The desire of bankers for a bankers’ bank is not misguided, as long as it’s disconnected from the government. 
In the interval between the War of 1812 and the Civil War, banking was de-centralized into state-chartered banks issuing banknotes redeemable in gold or silver coins. One of the highlights of this period was the development of a clearinghouse in Boston called the Suffolk Bank.   
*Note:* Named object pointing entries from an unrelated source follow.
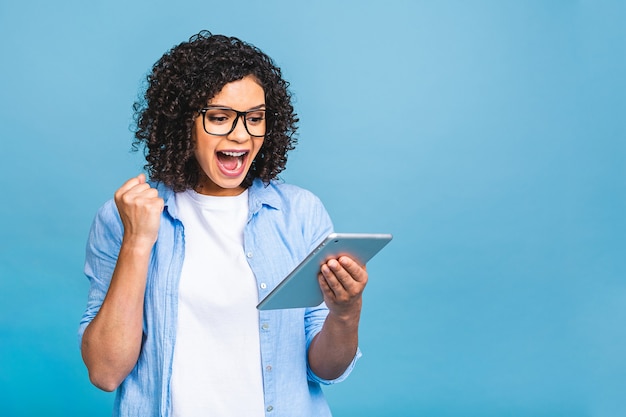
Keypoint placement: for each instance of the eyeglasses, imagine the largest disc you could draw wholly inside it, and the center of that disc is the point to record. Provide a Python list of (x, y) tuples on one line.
[(221, 121)]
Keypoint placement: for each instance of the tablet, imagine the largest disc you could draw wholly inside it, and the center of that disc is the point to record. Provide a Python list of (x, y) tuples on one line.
[(301, 289)]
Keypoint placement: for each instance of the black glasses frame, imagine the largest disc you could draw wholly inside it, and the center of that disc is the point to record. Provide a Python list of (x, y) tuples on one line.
[(240, 114)]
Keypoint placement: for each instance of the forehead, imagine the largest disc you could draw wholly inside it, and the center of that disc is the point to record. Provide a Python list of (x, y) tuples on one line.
[(241, 94)]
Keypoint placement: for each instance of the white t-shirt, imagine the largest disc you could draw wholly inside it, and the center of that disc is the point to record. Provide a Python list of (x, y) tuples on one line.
[(217, 357)]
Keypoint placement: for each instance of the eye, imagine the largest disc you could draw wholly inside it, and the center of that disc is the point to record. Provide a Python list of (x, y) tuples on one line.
[(255, 118), (218, 116)]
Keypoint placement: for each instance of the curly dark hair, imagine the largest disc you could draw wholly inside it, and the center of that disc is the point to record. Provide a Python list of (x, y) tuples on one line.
[(182, 82)]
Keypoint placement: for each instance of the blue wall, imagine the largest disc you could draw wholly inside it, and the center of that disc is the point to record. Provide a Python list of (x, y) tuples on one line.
[(488, 136)]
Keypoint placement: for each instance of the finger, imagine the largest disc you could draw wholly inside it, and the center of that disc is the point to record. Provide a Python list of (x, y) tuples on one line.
[(357, 271), (331, 281)]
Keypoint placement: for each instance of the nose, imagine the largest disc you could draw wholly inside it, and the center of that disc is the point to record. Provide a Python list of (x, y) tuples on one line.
[(240, 133)]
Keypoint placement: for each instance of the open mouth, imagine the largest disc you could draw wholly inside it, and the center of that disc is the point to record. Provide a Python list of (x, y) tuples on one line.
[(231, 162)]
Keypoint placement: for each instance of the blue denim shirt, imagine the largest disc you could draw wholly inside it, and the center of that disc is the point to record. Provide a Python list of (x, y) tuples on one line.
[(284, 224)]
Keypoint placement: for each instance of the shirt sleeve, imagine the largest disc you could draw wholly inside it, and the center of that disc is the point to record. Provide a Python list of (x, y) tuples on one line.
[(103, 245)]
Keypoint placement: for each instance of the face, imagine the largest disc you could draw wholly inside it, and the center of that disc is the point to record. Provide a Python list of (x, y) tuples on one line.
[(225, 160)]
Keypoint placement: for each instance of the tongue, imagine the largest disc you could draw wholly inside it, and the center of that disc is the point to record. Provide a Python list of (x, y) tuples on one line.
[(229, 162)]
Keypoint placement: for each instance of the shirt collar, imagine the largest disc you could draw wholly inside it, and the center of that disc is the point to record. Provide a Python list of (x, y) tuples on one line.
[(259, 195)]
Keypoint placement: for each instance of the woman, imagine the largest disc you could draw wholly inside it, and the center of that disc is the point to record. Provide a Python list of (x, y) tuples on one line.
[(178, 264)]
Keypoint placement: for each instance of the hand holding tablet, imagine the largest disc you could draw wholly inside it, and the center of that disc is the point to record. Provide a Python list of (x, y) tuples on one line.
[(301, 288)]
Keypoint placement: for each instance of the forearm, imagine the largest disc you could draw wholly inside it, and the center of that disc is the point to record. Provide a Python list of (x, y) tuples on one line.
[(335, 346), (112, 341)]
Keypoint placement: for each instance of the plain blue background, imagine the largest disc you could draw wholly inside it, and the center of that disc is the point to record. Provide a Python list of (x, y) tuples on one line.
[(488, 136)]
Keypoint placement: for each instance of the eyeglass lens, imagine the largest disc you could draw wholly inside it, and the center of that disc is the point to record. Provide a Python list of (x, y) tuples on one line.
[(222, 121)]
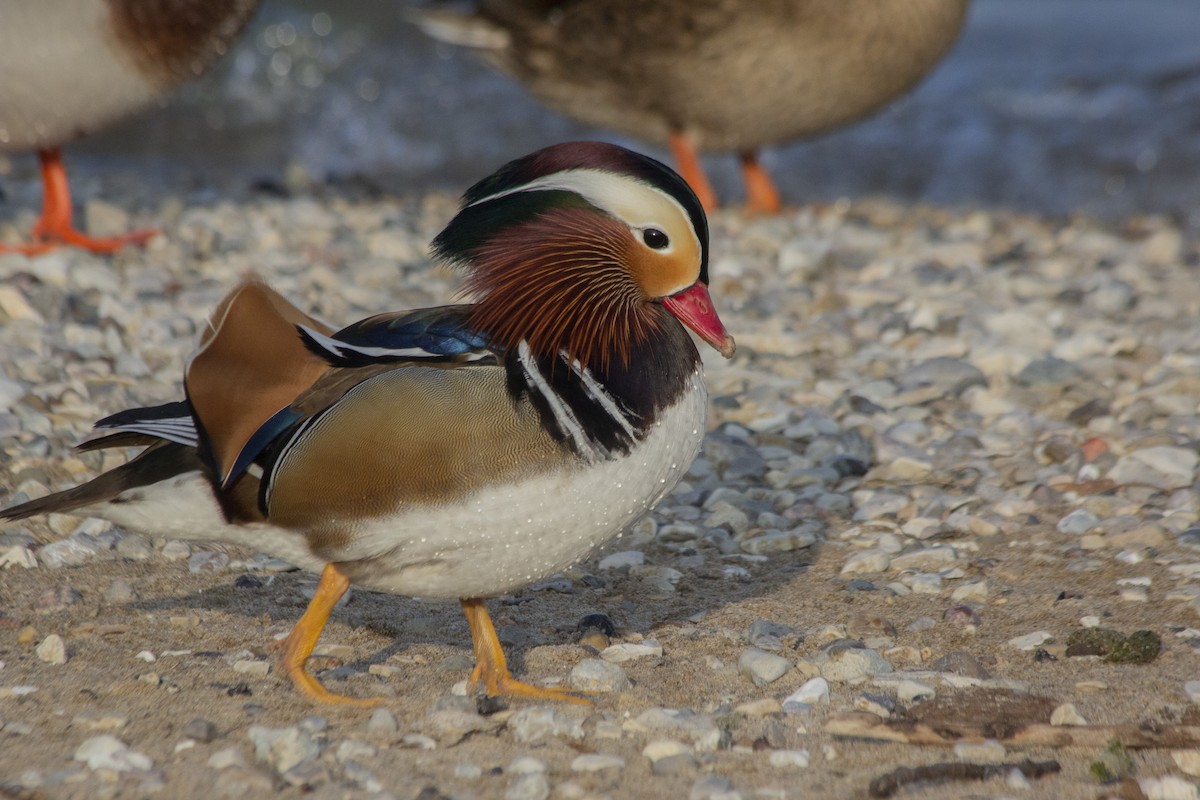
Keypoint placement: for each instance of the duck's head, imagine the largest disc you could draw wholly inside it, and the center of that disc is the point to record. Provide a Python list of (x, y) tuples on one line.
[(581, 248)]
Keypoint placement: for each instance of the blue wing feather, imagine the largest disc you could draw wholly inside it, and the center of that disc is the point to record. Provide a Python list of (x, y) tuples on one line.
[(426, 335)]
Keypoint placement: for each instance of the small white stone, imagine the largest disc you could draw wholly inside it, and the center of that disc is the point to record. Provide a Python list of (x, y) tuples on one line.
[(527, 765), (1067, 715), (597, 762), (109, 752), (977, 590), (661, 749), (1162, 467), (597, 675), (925, 583), (814, 692), (252, 667), (910, 691), (623, 559), (989, 751), (1168, 788), (53, 650), (762, 667), (867, 561), (227, 757), (1188, 761), (630, 650), (1031, 641), (790, 758), (177, 551), (18, 555)]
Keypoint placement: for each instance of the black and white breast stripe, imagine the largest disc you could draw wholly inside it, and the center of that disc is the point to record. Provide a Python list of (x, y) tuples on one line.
[(574, 405), (340, 353)]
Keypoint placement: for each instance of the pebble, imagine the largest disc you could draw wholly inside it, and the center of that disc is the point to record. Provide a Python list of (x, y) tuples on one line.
[(989, 751), (1031, 641), (53, 650), (762, 667), (790, 758), (700, 728), (120, 591), (1067, 715), (177, 551), (282, 749), (100, 721), (851, 665), (207, 561), (631, 650), (528, 787), (669, 757), (597, 675), (597, 762), (201, 731), (133, 547), (909, 691), (535, 722), (1168, 788), (73, 551), (624, 559), (1163, 468), (18, 555), (1188, 761), (814, 691), (106, 752), (867, 563)]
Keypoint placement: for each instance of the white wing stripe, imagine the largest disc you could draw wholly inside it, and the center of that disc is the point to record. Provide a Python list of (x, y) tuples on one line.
[(601, 396), (563, 414), (340, 349)]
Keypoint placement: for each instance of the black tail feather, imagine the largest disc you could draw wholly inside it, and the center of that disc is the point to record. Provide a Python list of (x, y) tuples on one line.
[(161, 461)]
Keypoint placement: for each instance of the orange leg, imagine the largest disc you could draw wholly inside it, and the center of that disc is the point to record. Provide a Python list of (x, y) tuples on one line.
[(491, 667), (762, 197), (303, 638), (54, 228), (688, 161)]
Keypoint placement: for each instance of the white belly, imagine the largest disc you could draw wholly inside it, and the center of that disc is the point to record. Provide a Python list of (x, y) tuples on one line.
[(184, 507), (61, 74), (504, 539)]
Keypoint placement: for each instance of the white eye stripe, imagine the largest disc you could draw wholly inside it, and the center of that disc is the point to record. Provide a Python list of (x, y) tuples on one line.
[(637, 204)]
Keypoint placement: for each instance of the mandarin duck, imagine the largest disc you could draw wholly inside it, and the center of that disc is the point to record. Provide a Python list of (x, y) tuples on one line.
[(460, 451), (724, 76), (73, 66)]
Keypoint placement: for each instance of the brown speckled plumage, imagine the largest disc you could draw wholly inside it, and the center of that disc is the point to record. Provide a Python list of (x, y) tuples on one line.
[(732, 74), (175, 40)]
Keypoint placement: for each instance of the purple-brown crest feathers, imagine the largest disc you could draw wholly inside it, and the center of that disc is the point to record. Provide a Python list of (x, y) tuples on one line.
[(561, 282)]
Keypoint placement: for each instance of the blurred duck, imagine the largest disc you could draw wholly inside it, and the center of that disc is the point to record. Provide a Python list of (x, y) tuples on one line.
[(72, 66), (711, 76), (461, 451)]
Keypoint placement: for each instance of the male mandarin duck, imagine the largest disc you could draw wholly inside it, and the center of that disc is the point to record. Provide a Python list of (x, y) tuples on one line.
[(461, 451), (711, 76), (73, 66)]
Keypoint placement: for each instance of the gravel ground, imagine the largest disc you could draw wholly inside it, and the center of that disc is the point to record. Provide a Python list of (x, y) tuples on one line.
[(949, 441)]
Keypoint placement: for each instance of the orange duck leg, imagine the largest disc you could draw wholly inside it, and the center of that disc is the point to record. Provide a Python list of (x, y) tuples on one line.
[(54, 228), (762, 197), (688, 161), (298, 647), (492, 669)]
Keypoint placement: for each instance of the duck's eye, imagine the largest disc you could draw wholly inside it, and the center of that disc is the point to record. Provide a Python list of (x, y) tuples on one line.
[(655, 239)]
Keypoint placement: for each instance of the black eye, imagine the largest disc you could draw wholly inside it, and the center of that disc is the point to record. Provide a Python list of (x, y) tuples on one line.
[(655, 239)]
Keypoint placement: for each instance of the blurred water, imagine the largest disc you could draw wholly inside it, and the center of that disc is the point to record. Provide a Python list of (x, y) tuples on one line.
[(1053, 106)]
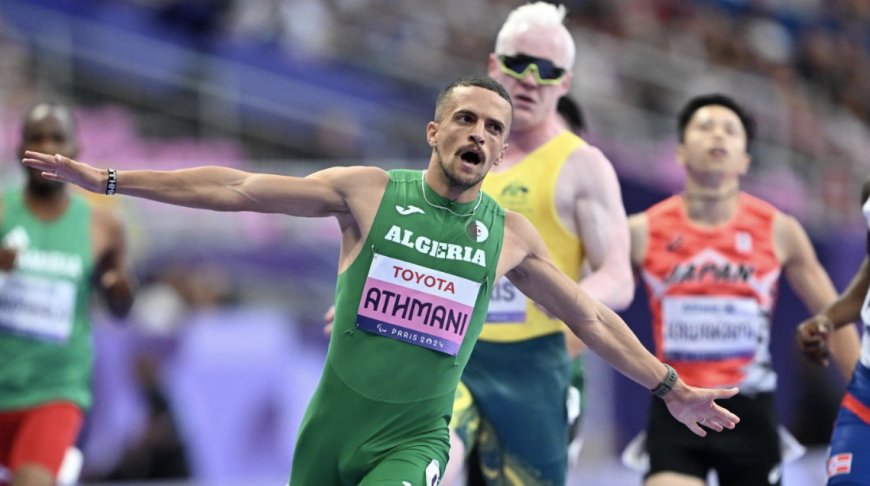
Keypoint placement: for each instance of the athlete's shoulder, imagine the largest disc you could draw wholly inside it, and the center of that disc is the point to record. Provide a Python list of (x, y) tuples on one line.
[(672, 204), (758, 206), (488, 203)]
Formed by prominent merchants, the Suffolk System allowed New England banks to accept the notes of other banks, including country banks, at par with specie. Members of the system had to keep a sufficient reserve of specie at Suffolk to redeem all the notes it received. Suffolk could not keep banks from inflating but it could remove them from the list of approved banks and cause their notes to trade at discount.  (JRD, Ch. 11)
Conclusion

The federal reserve was never a sound system that has grown corrupt.  It was always a corrupt system that has grown more corrupt.

Ron Paul has the right approach — End the Fed.  Get it the hell out of our lives and restore monetary freedom — the right to choose a medium of exchange.